Tommy shook his head, and went deep to get the next hank out, blades brushing Lovett’s scalp.

Fuck, he was going to look like he had mange by the time this was done.

**2\. Keeping up his end of the deal**

“I’m not saying that Jones is wavering on Trump because I was wavering on my promise to the universe, and I don’t believe in magical thinking, but… on the off-chance”. Lovett pressed the clippers into Favs’ hand and sat down facing the mirror.  
Favs bit his lip, but accepted the clippers, felt their heft in his hand.

“I said that if a Democrat won in Alabama I would shave my head, and I intend to stand by my word. We all have sacrifices to make for The Resistance,” said Lovett. “Now get the fuck on with it before I chicken out and Jones goes full Kylo Ren.”

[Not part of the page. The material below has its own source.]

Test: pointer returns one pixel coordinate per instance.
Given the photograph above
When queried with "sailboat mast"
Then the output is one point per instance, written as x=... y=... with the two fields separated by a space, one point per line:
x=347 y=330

With a deep breath and one last caress of Lovett’s curls, Favs flicked the switch.

**3\. A cover-up**

“Sometimes things go so wrong you have to burn the whole damn edifice down and start all over again,” said Lovett darkly.

“Okay Susan Sarandon,” replied Tommy, “let’s not get hysterical. We are still talking about your hair, right?”

“Do you remember that time on ‘How I Met Your Mother’ when Marshall got disastrous cool guy tips and then shaved his head?”

Tommy nodded.

“Well then.”

**4\. Coercion from an overenthusiastic groomer (aka I start to grasp at straws)**

“You let your neighbour shave your head?” said Favs, at a volume that bordered on yelling. Tommy hushed him, but looked equally horrified with what was hiding under Lovett’s hat.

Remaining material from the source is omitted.